Bug 1571765

Summary: Pending notify actions are recorded as complete [OpenStack-13.0]
Product: Red Hat OpenStack Reporter: Andrew Beekhof <abeekhof>
Component: rhosp-director-imagesAssignee: Jon Schlueter <jschluet>
Status: CLOSED ERRATA QA Contact: Udi Shkalim <ushkalim>
Severity: urgent Docs Contact:
Priority: urgent    
Version: 13.0 (Queens)CC: abeekhof, aherr, amit.banerjee, cluster-maint, cluster-qe, dbecker, jamsmith, jschluet, kgaillot, lmarsh, mburns, mnovacek, morazi, pkomarov, sclewis, toneata
Target Milestone: betaKeywords: Triaged
Target Release: 13.0 (Queens)   
Hardware: All   
OS: All   
Whiteboard:
Fixed In Version: rhosp-director-images-13.0-20180425.2.el7ost Doc Type: If docs needed, set a value
Doc Text:
When record-pending is true (which is the default as of 7.5), Pacemaker sees two notifications that notify actions completed: one when the action is initiated and another when it completes.

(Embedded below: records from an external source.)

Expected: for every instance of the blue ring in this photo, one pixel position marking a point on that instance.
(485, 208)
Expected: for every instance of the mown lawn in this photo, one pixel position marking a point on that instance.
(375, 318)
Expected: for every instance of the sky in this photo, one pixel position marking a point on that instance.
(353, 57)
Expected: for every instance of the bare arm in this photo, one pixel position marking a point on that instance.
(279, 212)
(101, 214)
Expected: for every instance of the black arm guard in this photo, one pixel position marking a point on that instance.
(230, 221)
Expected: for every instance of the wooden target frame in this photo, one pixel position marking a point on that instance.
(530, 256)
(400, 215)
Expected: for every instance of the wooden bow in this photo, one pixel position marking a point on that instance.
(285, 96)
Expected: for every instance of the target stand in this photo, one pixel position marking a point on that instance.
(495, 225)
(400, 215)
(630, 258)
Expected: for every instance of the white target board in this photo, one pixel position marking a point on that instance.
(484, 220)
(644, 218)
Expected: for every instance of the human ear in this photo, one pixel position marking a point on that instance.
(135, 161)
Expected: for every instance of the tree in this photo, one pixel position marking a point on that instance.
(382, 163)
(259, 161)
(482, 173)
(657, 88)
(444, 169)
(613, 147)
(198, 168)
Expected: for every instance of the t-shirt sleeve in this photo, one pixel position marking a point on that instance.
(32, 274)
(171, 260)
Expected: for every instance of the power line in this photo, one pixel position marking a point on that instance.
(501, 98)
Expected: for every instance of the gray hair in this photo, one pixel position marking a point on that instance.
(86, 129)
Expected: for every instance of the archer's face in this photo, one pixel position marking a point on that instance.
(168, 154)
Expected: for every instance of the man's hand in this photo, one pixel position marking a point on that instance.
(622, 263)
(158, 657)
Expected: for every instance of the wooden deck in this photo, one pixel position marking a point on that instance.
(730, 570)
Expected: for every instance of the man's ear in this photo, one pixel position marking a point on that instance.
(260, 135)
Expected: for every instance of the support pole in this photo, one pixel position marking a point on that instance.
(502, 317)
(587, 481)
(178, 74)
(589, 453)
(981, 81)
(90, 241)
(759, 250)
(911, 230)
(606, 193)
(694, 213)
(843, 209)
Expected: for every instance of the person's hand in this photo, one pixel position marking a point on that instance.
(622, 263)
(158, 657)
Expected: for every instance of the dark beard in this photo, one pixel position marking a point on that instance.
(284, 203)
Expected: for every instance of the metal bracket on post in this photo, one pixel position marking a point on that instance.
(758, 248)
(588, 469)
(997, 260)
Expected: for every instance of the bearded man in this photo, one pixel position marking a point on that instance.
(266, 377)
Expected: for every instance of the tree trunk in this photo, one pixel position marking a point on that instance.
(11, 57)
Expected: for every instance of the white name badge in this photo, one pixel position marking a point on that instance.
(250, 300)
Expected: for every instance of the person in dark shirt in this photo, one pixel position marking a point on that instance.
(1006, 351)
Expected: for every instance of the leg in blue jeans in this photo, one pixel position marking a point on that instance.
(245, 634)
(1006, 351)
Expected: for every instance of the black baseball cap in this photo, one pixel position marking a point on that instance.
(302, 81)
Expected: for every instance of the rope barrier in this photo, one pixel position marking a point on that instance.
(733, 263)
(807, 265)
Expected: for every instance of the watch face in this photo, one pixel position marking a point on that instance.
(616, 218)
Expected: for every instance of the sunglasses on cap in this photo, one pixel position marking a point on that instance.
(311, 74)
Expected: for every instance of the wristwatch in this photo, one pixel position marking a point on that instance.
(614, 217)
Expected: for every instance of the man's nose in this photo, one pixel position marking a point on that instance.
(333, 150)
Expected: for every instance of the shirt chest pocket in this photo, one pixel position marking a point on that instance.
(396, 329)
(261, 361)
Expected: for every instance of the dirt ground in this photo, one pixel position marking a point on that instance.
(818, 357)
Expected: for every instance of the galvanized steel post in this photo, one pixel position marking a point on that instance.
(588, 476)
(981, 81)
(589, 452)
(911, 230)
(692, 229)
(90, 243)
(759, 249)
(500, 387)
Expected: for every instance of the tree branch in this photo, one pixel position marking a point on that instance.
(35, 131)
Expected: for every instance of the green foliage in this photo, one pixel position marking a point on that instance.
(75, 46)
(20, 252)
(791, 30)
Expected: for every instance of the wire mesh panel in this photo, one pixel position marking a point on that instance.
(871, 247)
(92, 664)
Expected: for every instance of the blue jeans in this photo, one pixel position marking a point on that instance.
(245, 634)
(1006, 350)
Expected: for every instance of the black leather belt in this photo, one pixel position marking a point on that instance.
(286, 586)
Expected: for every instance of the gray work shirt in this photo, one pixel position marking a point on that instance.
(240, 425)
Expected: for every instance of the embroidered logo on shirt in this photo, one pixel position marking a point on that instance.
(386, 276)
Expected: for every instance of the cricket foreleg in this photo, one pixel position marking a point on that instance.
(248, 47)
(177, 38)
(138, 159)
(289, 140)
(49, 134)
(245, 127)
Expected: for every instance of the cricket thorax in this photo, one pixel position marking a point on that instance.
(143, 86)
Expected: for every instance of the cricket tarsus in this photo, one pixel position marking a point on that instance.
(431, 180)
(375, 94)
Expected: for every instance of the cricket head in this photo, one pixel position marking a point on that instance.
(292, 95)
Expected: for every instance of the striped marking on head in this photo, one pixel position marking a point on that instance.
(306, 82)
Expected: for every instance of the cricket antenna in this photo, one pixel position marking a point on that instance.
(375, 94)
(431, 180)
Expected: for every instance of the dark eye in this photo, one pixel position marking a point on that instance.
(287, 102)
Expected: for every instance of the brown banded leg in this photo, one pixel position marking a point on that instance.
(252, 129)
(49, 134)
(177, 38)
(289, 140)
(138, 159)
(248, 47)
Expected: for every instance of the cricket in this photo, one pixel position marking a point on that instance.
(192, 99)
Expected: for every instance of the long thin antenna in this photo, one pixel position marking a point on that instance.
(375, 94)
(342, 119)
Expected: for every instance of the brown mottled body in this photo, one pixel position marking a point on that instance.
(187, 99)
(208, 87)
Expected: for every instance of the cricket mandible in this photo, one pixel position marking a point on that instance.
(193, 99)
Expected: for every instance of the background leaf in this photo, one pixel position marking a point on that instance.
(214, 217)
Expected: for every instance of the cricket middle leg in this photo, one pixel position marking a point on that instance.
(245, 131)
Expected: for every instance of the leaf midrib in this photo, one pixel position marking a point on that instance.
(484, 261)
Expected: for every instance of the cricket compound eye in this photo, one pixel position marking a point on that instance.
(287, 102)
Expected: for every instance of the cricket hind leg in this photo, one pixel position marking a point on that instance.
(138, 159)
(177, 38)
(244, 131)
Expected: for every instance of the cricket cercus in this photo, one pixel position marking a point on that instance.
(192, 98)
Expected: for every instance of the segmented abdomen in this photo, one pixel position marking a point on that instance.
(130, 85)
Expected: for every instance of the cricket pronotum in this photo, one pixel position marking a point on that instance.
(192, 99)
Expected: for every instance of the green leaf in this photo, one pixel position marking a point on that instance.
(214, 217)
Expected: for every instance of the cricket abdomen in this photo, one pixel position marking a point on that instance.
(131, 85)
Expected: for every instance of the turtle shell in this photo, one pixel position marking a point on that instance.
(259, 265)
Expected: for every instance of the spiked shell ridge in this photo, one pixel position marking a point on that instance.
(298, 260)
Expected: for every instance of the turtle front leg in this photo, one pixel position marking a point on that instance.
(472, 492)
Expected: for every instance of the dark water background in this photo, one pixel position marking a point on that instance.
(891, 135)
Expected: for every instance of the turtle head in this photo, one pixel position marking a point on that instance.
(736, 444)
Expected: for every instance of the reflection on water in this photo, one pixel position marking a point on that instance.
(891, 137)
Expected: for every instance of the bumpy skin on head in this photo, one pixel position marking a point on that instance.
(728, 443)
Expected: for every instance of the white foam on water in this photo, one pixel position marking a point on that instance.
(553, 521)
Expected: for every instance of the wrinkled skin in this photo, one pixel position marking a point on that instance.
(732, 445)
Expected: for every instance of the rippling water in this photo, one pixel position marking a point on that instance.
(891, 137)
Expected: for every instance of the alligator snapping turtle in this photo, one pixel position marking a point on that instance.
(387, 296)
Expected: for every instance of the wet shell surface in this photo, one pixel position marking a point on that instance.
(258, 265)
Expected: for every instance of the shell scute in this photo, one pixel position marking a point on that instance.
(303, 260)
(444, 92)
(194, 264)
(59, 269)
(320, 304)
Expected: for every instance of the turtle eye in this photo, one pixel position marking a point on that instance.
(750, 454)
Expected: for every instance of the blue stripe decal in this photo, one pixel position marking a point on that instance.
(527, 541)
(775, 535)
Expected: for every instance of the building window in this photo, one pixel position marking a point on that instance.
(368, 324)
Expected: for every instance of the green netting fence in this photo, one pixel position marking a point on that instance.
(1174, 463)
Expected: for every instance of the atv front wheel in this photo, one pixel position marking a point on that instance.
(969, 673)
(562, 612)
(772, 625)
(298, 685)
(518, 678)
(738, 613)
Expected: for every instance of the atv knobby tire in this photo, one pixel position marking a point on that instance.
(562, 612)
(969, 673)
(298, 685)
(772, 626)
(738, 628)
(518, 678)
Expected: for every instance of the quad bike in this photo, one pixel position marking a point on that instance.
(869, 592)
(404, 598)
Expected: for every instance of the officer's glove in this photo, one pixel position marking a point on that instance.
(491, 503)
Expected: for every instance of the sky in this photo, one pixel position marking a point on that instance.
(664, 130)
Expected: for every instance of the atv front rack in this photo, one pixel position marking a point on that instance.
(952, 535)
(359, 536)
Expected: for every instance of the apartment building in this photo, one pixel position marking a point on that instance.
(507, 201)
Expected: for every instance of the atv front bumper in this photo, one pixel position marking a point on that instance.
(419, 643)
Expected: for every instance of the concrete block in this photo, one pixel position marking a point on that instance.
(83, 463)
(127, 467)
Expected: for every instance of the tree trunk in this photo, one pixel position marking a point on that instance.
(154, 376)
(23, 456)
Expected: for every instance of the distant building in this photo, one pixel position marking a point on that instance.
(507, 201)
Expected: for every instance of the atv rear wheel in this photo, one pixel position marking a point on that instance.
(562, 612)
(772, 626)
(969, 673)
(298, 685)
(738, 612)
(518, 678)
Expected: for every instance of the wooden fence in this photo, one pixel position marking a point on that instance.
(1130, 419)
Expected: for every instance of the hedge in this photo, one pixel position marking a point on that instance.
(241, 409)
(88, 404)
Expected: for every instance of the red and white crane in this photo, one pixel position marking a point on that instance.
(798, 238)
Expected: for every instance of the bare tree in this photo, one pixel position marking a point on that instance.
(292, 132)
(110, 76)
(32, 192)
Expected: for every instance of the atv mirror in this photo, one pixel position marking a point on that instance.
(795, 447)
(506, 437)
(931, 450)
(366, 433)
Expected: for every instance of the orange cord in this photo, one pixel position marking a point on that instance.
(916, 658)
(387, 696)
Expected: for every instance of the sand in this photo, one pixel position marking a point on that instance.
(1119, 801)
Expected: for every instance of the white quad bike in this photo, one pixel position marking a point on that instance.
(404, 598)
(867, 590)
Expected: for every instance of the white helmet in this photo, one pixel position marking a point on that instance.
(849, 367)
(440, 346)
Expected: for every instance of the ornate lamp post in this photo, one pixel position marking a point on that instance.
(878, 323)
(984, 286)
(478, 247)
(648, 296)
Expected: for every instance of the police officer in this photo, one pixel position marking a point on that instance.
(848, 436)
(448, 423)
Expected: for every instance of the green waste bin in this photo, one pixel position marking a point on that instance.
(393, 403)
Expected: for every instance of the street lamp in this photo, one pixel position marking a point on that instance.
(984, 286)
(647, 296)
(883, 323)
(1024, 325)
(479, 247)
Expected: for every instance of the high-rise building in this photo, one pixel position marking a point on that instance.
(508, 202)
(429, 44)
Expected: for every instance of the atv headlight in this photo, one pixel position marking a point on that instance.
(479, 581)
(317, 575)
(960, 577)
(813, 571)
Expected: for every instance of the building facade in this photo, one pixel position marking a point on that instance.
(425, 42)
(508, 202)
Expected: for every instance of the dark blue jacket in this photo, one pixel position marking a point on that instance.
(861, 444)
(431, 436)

This confuses the cluster and triggers a re-computation of the cluster state, which results in more notifications and more re-computations. The issue was resolved by configuring Pacemaker to only record completed clone-notify actions as successful, not those that are pending, which enables the cluster to complete the process of recovering or starting services.
Story Points: ---
Clone Of: 1570618 Environment:
Last Closed: 2018-06-27 13:24:35 UTC Type: ---
Regression: --- Mount Type: ---
Documentation: --- CRM:
Verified Versions: Category: ---
oVirt Team: --- RHEL 7.3 requirements from Atomic Host:
Cloudforms Team: --- Target Upstream Version:
Embargoed:
Bug Depends On: 1570618    
Bug Blocks:    

Comment 1 Andrew Beekhof 2018-04-25 11:49:36 UTC
Critical bugfix from RHEL-HA that prevents control plane recovery from stalling.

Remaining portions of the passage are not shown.